As with other antibiotics, Clostridioides difficile-associated diarrhea is a rare but serious complication.

Contraindications and Precautions

Known allergy to cephalosporins
Use cautiously in patients with penicillin allergy
Renal impairment: reduce dosage
Monitor for signs of superinfection with prolonged use

Drug Interactions

Cefadroxil has a low potential for drug interactions, making it a safer option in polypharmacy. However:

Probenecid: Increases serum concentration by reducing renal clearance.
Antacids: May delay absorption slightly, though not clinically significant.
Oral contraceptives: Theoretical interaction; additional contraception is advised during antibiotic use.

Resistance Patterns

The emergence of antibiotic-resistant bacteria is a global concern. Cefadroxil resistance is primarily due to:

1. Beta-lactamase Production

Some E. coli and Klebsiella strains can hydrolyze Cefadroxil, rendering it ineffective.

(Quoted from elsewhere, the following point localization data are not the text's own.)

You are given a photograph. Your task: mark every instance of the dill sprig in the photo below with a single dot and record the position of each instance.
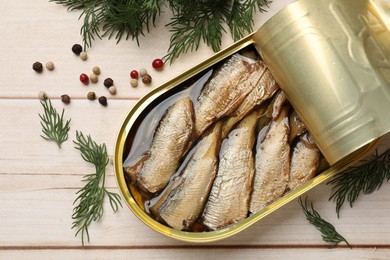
(113, 18)
(196, 21)
(364, 178)
(91, 197)
(191, 21)
(328, 231)
(54, 127)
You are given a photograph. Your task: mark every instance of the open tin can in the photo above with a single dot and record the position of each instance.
(331, 59)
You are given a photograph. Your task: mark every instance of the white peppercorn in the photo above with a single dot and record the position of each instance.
(42, 95)
(94, 78)
(142, 72)
(96, 70)
(49, 65)
(83, 55)
(112, 90)
(134, 83)
(147, 79)
(91, 95)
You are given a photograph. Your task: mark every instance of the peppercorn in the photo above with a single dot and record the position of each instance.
(37, 66)
(147, 79)
(108, 82)
(134, 74)
(158, 64)
(42, 95)
(83, 55)
(103, 100)
(96, 70)
(134, 83)
(91, 95)
(65, 99)
(93, 78)
(84, 78)
(112, 90)
(77, 49)
(49, 65)
(142, 72)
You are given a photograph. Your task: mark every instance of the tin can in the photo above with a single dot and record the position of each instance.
(331, 58)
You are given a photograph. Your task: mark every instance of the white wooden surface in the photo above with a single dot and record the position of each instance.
(38, 181)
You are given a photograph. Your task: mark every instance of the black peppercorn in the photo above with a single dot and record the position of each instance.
(37, 66)
(65, 98)
(103, 100)
(108, 82)
(77, 49)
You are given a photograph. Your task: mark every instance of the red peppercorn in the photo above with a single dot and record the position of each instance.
(158, 64)
(84, 78)
(134, 74)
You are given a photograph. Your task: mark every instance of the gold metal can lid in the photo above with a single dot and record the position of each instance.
(332, 59)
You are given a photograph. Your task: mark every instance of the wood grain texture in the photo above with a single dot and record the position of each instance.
(38, 181)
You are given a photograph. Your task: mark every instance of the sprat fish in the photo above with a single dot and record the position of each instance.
(225, 90)
(228, 202)
(171, 139)
(272, 164)
(184, 198)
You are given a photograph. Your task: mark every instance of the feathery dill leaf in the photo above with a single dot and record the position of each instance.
(54, 127)
(91, 197)
(192, 22)
(328, 231)
(364, 178)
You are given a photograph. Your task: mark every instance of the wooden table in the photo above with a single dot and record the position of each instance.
(38, 181)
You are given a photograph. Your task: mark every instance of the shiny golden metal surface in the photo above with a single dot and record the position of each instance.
(332, 59)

2. Altered Penicillin-Binding Proteins

Especially in Streptococcus pneumoniae and other Gram-positives, these changes reduce binding affinity.

3. Efflux Pumps and Permeability Barriers

In Gram-negative bacilli, efflux mechanisms reduce intracellular drug concentration.

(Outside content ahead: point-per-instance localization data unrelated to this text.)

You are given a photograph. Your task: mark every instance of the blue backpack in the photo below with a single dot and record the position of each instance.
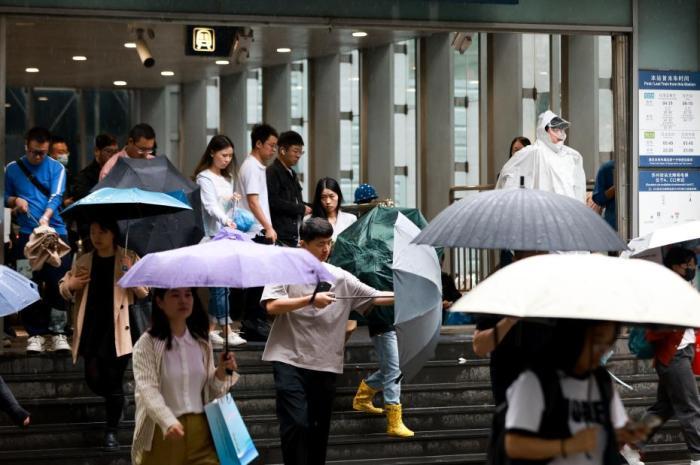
(638, 343)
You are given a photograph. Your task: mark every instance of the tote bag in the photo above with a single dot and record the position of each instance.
(233, 443)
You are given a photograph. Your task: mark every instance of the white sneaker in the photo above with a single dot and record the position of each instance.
(36, 344)
(632, 455)
(215, 339)
(59, 343)
(235, 339)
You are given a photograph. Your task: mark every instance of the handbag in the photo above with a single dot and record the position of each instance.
(139, 318)
(233, 443)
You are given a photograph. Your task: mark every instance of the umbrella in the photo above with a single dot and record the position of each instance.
(227, 262)
(163, 232)
(589, 287)
(124, 204)
(16, 291)
(418, 303)
(650, 245)
(520, 219)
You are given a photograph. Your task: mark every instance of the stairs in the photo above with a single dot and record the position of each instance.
(448, 405)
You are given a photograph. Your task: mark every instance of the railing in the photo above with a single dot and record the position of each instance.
(470, 266)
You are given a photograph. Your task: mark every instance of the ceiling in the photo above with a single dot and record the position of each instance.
(50, 43)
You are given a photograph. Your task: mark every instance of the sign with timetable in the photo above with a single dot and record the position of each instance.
(669, 119)
(668, 197)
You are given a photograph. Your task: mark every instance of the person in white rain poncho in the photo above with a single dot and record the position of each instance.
(548, 164)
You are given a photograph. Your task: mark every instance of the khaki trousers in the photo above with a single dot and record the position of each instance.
(196, 448)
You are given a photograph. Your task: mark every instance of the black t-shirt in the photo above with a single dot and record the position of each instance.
(519, 349)
(97, 338)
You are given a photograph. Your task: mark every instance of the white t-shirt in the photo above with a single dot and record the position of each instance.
(253, 180)
(526, 406)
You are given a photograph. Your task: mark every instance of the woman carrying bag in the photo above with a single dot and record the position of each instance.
(102, 329)
(175, 377)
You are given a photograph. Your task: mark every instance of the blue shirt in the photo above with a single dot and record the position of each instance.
(604, 180)
(48, 173)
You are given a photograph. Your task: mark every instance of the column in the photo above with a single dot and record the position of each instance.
(324, 118)
(277, 97)
(582, 100)
(378, 100)
(436, 123)
(234, 105)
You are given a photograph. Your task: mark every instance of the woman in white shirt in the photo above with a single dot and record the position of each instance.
(175, 377)
(215, 174)
(327, 201)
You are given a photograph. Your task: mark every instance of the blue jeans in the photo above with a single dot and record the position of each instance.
(218, 305)
(386, 378)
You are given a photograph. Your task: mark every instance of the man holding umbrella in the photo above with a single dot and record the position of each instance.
(306, 346)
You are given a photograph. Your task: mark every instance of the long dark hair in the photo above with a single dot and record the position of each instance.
(218, 142)
(325, 183)
(197, 322)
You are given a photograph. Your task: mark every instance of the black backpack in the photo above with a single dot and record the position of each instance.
(554, 424)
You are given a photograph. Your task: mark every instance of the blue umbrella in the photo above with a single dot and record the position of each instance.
(125, 204)
(16, 291)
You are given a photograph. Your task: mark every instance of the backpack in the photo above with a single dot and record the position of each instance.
(638, 344)
(554, 424)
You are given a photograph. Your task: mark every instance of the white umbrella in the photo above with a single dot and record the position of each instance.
(649, 246)
(418, 304)
(588, 287)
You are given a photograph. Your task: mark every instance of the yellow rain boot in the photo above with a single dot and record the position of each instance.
(395, 426)
(363, 399)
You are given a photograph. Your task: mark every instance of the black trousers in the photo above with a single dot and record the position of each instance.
(304, 405)
(105, 377)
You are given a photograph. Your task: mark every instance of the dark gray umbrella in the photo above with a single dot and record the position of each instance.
(520, 219)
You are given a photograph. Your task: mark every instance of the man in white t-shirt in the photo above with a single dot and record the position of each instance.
(306, 347)
(253, 180)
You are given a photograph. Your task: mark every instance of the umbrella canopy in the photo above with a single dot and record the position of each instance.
(124, 204)
(589, 287)
(226, 263)
(163, 232)
(16, 291)
(520, 219)
(418, 301)
(650, 245)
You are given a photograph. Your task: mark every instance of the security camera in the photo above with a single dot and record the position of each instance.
(462, 41)
(142, 48)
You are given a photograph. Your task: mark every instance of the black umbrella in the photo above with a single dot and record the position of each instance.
(163, 232)
(520, 219)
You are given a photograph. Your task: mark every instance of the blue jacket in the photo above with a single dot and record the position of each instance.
(51, 175)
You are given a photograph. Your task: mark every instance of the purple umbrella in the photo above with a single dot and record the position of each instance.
(228, 262)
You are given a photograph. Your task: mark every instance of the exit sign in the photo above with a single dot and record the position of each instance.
(212, 41)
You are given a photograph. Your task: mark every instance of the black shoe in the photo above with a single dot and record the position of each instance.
(111, 441)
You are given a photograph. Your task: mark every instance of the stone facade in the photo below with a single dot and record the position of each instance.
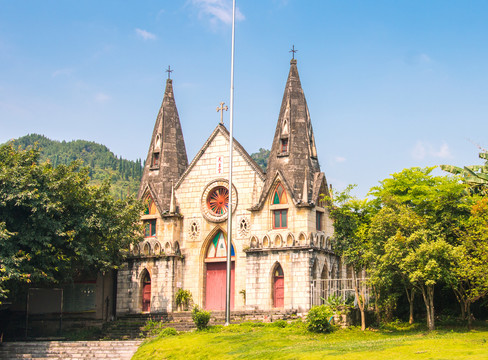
(281, 226)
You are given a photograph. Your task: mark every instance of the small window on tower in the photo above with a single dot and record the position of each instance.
(284, 145)
(155, 159)
(149, 228)
(318, 218)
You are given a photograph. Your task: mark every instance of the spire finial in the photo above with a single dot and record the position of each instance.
(293, 51)
(169, 71)
(221, 109)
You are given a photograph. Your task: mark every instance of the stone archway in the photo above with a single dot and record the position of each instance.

Current data indicate rising resistance in UTIs caused by E. coli, leading clinicians to prefer nitrofurantoin or fosfomycin in some areas.

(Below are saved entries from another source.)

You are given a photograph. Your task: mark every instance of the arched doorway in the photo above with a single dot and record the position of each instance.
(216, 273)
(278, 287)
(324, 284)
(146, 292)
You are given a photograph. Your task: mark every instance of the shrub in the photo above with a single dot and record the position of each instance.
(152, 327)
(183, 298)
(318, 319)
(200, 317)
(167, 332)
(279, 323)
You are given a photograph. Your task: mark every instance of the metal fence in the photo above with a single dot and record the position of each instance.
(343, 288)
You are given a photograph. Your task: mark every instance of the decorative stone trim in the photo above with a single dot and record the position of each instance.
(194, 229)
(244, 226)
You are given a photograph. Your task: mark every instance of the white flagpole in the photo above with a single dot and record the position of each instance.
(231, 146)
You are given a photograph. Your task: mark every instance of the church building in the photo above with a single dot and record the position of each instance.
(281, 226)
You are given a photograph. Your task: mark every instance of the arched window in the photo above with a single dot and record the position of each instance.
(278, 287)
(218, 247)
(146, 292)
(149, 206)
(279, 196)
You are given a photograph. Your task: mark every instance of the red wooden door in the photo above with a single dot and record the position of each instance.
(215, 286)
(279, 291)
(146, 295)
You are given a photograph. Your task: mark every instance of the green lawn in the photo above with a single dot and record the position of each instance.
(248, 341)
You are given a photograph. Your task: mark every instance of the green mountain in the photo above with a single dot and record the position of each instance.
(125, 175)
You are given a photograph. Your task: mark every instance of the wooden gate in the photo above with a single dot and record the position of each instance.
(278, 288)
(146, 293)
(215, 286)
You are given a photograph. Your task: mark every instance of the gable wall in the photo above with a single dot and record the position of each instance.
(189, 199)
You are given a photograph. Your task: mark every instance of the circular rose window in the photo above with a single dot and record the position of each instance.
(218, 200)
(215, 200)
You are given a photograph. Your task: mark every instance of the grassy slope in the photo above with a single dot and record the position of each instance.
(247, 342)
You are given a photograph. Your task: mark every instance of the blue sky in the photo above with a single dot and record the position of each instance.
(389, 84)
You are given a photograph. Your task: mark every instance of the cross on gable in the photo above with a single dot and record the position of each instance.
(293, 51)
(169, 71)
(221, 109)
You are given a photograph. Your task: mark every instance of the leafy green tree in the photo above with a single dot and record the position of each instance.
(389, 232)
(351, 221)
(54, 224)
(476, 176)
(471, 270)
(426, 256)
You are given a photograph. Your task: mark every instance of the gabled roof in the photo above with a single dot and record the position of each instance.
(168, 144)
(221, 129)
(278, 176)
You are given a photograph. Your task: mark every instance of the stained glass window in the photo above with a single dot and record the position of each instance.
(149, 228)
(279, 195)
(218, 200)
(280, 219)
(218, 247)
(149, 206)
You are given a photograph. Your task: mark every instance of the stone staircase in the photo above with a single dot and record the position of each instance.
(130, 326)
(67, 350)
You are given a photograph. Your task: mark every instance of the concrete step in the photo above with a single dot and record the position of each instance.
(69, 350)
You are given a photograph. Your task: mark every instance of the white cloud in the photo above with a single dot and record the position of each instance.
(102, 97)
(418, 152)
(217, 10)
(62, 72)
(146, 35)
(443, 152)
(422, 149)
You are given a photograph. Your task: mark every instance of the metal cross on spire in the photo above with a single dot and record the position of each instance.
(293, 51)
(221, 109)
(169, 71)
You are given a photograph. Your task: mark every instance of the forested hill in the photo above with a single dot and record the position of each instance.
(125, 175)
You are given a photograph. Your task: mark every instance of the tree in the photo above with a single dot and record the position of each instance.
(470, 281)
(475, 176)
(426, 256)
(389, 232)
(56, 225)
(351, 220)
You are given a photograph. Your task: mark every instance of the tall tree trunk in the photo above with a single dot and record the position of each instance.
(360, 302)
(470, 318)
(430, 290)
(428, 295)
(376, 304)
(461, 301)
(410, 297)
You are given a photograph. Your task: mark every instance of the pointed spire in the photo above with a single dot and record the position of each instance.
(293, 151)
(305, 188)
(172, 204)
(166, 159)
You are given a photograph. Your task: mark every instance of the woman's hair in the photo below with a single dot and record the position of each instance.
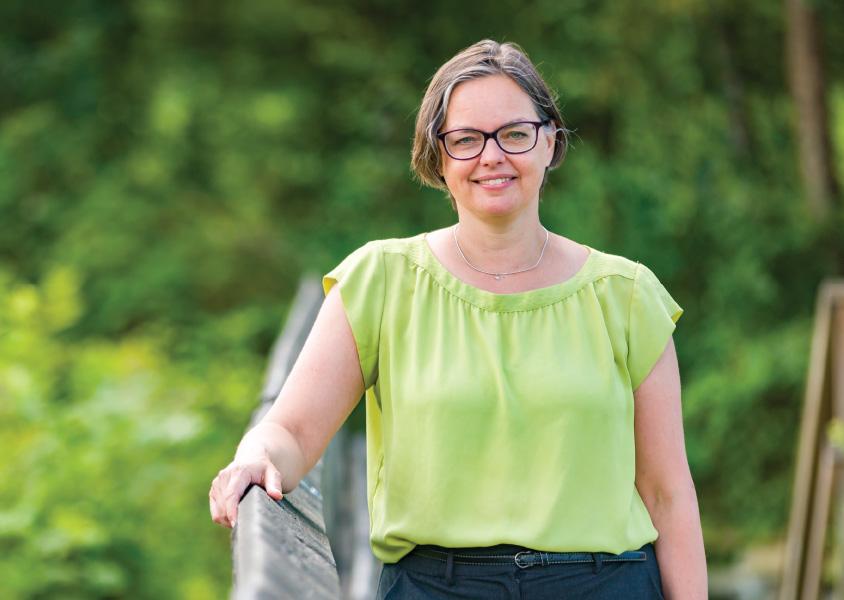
(482, 59)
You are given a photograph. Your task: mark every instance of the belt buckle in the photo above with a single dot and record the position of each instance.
(518, 556)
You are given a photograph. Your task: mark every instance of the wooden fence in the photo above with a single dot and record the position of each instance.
(283, 549)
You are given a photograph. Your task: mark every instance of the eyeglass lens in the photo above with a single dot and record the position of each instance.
(468, 143)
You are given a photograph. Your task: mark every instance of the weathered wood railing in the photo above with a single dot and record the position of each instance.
(283, 549)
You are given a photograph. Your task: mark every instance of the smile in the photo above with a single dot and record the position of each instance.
(496, 181)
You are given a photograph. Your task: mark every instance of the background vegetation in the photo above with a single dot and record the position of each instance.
(168, 171)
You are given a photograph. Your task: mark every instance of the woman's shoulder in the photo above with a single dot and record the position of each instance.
(609, 265)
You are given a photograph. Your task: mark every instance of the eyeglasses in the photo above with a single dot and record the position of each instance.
(513, 138)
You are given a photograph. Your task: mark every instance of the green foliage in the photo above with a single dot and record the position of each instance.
(109, 450)
(169, 170)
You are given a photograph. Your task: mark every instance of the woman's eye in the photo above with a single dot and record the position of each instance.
(465, 140)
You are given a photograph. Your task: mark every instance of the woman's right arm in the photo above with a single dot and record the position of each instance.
(320, 392)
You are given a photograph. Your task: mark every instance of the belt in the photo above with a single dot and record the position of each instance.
(525, 558)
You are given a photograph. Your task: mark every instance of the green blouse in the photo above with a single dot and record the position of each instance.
(501, 418)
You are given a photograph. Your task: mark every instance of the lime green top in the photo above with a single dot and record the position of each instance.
(501, 418)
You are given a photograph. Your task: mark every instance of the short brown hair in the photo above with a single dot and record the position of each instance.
(482, 59)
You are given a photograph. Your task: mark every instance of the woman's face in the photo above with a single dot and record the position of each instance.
(486, 104)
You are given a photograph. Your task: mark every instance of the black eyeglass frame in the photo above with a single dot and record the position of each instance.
(494, 135)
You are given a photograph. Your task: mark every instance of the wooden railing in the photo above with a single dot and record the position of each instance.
(283, 549)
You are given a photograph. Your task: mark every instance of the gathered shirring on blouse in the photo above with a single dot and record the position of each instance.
(501, 418)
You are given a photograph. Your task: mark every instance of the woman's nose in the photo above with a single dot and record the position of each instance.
(492, 153)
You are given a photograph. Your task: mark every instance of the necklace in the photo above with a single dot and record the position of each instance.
(498, 276)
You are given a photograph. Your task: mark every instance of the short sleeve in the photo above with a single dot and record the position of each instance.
(361, 279)
(653, 314)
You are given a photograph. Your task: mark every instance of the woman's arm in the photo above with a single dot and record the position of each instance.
(665, 482)
(320, 392)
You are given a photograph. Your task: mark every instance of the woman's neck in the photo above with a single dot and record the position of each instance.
(501, 246)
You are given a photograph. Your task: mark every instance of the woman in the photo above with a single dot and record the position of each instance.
(503, 367)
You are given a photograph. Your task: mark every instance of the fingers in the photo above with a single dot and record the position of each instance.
(216, 498)
(272, 482)
(230, 483)
(240, 479)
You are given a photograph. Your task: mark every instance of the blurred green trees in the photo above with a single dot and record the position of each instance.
(169, 170)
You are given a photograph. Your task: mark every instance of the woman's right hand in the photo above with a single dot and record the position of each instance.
(230, 483)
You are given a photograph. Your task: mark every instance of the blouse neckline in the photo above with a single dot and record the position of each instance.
(511, 302)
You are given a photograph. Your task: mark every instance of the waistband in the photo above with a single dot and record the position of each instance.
(521, 557)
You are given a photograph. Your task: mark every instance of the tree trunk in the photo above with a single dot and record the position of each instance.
(805, 75)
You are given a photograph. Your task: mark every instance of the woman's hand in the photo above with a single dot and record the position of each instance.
(230, 483)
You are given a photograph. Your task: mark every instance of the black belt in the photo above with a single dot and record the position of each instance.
(524, 558)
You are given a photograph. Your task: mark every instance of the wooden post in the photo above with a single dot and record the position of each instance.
(280, 549)
(818, 469)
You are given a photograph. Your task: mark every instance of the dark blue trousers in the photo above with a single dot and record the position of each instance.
(597, 576)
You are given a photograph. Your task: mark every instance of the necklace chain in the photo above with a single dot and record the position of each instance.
(498, 276)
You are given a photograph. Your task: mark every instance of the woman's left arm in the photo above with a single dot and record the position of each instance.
(665, 482)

Comparison with Other First-Generation Cephalosporins

Feature	Cefadroxil	Cephalexin	Cefazolin
Route	Oral	Oral	Parenteral (IV/IM)
Half-life	1.5 hours	0.5–1 hour	1.8 hours
Dosing	Q12–24H	Q6–12H	Q8H
Use	SSTIs, UTIs, pharyngitis	SSTIs, bone infections	Surgical prophylaxis

Cefadroxil is often preferred over cephalexin when less frequent dosing is desired.

Advantages of Cefadroxil

Once-daily dosing improves adherence
Good safety profile
Well-tolerated in children
Cost-effective
Proven efficacy in common infections

Limitations

Limited Gram-negative coverage
Not effective against MRSA or resistant Enterobacteriaceae
Potential for resistance with overuse
No activity against anaerobes or atypical pathogens

Cefadroxil and Antimicrobial Stewardship

Prescribers must use Cefadroxil judiciously to prevent unnecessary resistance. It should not be used for viral infections or when a narrower spectrum agent (like penicillin) would suffice.

Best practices include:

Targeting use to confirmed/suspected susceptible pathogens
Avoiding for empiric therapy in areas with high resistance
Using proper duration and dose
Educating patients on adherence

Use in Special Populations

Pediatrics

Commonly used and well tolerated
Palatable oral suspension aids compliance

Pregnancy

Category B: No evidence of fetal harm
Safe alternative when penicillin is contraindicated

Lactation

Minimal excretion in breast milk
Generally considered safe

Elderly

Adjust dose in renal impairment
Monitor for side effects due to polypharmacy

Future of Cefadroxil

With increasing antibiotic resistance, Cefadroxil’s role is evolving. It remains a cornerstone for uncomplicated outpatient infections, especially where local resistance data supports its use. Continued surveillance, diagnostic stewardship, and appropriate use will determine its long-term utility.

Conclusion

Cefadroxil is a reliable, effective, and convenient first-generation cephalosporin. Its role in treating common bacterial infections—especially skin, throat, and urinary tract infections—makes it invaluable in both pediatric and adult medicine. Its once-daily dosing, affordability, and safety profile give it a unique advantage, particularly in settings where adherence is a concern.